Based on that post, we know that all we really have to do is have our plugin return a promise
to Gatsby. There are a a bunch of ways you can do this; wrap the entire body in a promise and return it, write it as an async function, return Promise.all()
, etc.
I like the async / await syntax, so I just made my entire plugin function an async function.

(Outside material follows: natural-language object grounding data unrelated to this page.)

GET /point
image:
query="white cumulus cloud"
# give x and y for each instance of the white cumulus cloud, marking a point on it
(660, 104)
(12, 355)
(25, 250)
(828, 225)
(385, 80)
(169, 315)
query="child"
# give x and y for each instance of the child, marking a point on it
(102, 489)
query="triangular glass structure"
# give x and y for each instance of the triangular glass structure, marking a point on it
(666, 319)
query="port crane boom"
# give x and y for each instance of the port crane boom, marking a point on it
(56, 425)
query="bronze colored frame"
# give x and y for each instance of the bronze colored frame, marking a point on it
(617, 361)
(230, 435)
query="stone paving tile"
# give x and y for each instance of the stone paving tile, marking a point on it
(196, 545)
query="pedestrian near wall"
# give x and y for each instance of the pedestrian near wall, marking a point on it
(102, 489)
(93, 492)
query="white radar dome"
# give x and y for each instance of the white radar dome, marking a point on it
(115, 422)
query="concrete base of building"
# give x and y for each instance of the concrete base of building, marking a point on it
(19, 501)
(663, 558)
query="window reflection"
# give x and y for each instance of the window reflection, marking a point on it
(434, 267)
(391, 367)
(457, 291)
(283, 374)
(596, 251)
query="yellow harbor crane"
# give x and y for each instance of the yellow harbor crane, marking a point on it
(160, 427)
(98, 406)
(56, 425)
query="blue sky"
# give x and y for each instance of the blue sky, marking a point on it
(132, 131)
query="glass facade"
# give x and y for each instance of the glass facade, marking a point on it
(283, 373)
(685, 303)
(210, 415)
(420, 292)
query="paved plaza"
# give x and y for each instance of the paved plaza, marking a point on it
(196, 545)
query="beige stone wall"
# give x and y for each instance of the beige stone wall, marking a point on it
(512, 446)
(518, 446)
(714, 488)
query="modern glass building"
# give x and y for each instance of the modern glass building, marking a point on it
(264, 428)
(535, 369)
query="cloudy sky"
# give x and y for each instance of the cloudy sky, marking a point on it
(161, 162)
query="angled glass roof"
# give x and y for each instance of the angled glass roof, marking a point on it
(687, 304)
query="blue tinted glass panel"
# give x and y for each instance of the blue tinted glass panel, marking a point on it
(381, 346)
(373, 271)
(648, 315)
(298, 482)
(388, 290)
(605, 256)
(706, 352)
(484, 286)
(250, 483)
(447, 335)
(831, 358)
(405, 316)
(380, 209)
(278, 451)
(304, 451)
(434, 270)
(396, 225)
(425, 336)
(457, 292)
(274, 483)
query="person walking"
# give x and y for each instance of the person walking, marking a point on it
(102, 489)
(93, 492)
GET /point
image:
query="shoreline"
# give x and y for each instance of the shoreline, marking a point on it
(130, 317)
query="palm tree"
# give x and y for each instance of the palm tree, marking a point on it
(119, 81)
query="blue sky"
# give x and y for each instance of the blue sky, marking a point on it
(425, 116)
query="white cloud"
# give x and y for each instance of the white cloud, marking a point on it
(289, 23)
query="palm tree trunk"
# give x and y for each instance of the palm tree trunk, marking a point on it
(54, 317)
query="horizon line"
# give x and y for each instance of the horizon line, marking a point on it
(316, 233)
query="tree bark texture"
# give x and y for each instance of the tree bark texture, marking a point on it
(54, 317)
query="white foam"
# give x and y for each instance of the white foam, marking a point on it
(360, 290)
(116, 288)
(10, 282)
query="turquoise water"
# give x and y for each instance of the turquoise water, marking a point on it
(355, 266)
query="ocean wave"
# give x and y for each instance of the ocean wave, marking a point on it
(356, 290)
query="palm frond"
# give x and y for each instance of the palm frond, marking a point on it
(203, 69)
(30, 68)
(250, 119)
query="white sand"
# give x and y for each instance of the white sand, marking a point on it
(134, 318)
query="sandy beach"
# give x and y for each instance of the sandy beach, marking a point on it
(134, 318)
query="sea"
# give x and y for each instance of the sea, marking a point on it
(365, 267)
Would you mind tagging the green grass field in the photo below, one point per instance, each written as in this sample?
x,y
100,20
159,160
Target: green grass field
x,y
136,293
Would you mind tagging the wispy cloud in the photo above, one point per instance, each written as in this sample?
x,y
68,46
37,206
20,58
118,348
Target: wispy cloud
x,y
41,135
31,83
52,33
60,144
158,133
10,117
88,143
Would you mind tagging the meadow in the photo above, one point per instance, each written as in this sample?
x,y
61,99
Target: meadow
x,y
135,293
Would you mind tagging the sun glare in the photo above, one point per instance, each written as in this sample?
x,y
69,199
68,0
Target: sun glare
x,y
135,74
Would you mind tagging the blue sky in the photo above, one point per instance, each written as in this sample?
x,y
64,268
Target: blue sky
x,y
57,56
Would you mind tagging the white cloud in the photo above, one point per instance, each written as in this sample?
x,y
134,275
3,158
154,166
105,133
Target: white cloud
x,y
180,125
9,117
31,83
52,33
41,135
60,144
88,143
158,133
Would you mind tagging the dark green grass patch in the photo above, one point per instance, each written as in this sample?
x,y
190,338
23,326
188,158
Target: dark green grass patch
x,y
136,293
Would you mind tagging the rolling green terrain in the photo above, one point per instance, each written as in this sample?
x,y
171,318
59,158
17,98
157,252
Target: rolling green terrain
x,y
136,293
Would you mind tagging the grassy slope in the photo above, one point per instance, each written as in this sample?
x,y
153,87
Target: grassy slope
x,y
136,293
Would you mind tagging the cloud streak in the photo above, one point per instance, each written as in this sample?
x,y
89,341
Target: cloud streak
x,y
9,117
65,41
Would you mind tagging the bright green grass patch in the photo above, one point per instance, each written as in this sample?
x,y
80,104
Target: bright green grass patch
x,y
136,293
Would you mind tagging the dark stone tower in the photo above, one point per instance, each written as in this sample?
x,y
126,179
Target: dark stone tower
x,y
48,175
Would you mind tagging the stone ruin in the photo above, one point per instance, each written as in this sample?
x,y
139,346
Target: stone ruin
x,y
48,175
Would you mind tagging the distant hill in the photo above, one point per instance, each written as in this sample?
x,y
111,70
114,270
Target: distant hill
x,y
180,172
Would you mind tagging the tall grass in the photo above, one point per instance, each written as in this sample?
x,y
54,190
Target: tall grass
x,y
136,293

If you are looking for some resources are writing an async plugin, here are some helpful links I've found:
- https://www.huy.dev/2018-05-remark-gatsby-plugin-part-3/
- https://spectrum.chat/unified/remark/async-plugins~e3916709-9c3e-494c-9d8e-af3efbf08e80
- https://spectrum.chat/unified/syntax-tree/is-there-any-way-to-execute-async-work-when-visiting-a-node-in-unist-util-visit~28177826-628e-44e3-ac3e-0ffb53c195c6
- https://swizec.com/blog/buildremark-plugin-supercharge-static-site/swizec/8860
Other Issues:
-
Replacing an AST node in-place
-
According to everything I could find, assigning my new node to the reference to the old one should replace it; however, I could not seem to get this to work
- Replacing it in the
parent.children
array also seemed troublesome - The best working method I found was to leave the reference in place, but override the props with
Object.assign(existingNode, replacementNode)
- Replacing it in the
-
-
Irregular Gatsby types
- Be warned: it can be hard to find up-to-date type definitions for all the internals of Gatsby
- It helps to look through Gatsby's source code, and existing TypeScript plugins
Solution – Final Working Version
After all that fuss and troubleshooting, the final code is actually pretty simple and short:
const visit = require("unist-util-visit");
const unified = require("unified");
const mdStringify = require("remark-stringify");
const plugin = async (args, options) => {
const { createContentDigest, markdownAST, createNodeId } = args;
const markToHtml = args.compiler.generateHTML;
const transformPromises = [];
const wrapMdAstNode = async (node, index, parent, className) => {
let generatedNode = {};
const wrap = htmlContent => {
return {
type: "html",
value: `<div class="${className}">${htmlContent}</div>`,
children: undefined
};
};
// Process
if (node.type === "html") {
generatedNode = wrap(node.value);
} else {
const rawMarkdown = unified()
.use(mdStringify)
.stringify(node);
const dummyNode = {
id: createNodeId(rawMarkdown),
children: [],
parent: null,
fields: {},
internal: {
content: rawMarkdown,
contentDigest: createContentDigest(rawMarkdown),
owner: "gatsby-transformer-remark",
type: "MarkdownRemark"
}
};
const html = await markToHtml(dummyNode);
generatedNode = wrap(html);
}
Object.assign(node, generatedNode);
return node;
};
const commentClassPatt = /^[ ]*<!--\s*ADD_CLASS="([^\r\n>"]*)"\s*-->[ ]*$/;
visit(markdownAST, `html`, (node, index, parent) => {
const commentClassMatch =
typeof node.value === "string" && node.value.match(commentClassPatt);
if (commentClassMatch) {
const className = commentClassMatch[1];
const siblings = parent.children || [];
const nextSibling = siblings[index + 1];
if (nextSibling) {
transformPromises.push(
wrapMdAstNode(nextSibling, index, parent, className)
);
}
}
});
await Promise.all(transformPromises);
return markdownAST;
};
module.exports = plugin;